Are braids specific to events?
What are the different braids?
Why do I suck so much? 
I can't braid to save my life, and it makes me sad, haha.

BASICALLY, this year I'm planning on attending a lot of local shows, some smaller and some bigger. Some hunter/jumper and schooling shows, what is the most acceptable? 
My pony is an appy, her mane isn't very long... so what would suit her best? Gah! It's so complicated, haha.


----------



## CecilliaB (Jan 21, 2010)

I suck at braiding to


----------



## MyBoyPuck (Mar 27, 2009)

A lot of schooling shows don't even require braiding. I attempted button braids for my eventing schooling show last year. I think they're probably the easiest braid to do.


----------



## alexischristina (Jun 30, 2009)

Yeah, I'm not really worried about the smaller shows, but a few of the "bigger" schooling shows are at proper showing barns and what have you, to prep you for the big ones, so I'd like to get all dressed up. 

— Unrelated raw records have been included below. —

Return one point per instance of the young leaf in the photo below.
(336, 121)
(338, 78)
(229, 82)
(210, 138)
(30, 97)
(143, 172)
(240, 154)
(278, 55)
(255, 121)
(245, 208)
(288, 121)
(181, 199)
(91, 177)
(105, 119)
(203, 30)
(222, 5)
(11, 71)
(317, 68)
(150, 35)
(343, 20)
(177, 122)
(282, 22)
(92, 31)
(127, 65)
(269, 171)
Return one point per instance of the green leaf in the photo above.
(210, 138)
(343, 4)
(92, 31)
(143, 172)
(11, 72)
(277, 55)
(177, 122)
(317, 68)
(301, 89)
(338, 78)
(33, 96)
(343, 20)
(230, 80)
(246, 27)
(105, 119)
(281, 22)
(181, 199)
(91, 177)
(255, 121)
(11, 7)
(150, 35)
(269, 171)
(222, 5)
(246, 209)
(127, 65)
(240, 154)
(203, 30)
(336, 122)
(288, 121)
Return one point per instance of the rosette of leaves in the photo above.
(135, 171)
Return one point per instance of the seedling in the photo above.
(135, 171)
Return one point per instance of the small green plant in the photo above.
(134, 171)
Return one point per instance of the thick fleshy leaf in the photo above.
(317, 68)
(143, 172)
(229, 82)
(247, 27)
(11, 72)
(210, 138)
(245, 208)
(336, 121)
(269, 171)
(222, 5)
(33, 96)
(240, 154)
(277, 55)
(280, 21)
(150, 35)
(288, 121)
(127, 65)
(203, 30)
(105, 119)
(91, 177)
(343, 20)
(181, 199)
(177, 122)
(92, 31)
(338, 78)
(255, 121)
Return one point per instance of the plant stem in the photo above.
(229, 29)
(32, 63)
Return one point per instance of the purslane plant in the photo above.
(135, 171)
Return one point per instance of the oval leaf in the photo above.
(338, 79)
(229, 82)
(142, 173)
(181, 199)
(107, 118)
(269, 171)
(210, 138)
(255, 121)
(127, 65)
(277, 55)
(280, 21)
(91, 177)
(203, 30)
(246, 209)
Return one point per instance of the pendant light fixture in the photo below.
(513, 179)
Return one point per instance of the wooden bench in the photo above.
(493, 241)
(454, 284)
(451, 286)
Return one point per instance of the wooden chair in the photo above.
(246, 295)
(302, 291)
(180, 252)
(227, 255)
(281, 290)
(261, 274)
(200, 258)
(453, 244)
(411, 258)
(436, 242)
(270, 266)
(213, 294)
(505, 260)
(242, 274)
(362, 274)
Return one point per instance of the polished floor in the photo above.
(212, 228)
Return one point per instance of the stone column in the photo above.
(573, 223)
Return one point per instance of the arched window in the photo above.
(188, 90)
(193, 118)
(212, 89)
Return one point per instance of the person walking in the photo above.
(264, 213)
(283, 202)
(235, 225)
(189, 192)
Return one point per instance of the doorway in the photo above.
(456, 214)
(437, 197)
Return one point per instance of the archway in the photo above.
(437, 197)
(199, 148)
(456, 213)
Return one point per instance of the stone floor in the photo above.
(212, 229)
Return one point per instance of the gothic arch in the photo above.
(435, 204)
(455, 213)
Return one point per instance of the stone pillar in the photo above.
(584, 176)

I can do button braids.... sortof, lots of little mane bits stick up a lot, but I can work on that, aha. 
I tried a running braid... didn't go so well...


----------



## horsegirlmaddy (Dec 6, 2008)

I suck at braiding, too, don't worry. Thankfully, my best friend hates showing but is my equivalent of a "horse show mom"- she can do EVERYTHING when it comes to showing, and in exchange for her being my show-day angel, all I have to do is feed her and let her jump my horse (her horse is green and has no clue what jumping is yet, lol!). So braids are taken care of for me, but back when I had to braid my own horse (gasp!), if there were loose, flyaway hairs that came out of (or weren't put into properly) the braids, I would just hairspray the mane until everything looked a lot neater  heck, I still use a bit of hairspray to keep everythin in place!


----------



## Arksly (Mar 13, 2010)

I don't even attempt braiding lol. My horses neck is wayyy to long. We just roach it lol.


----------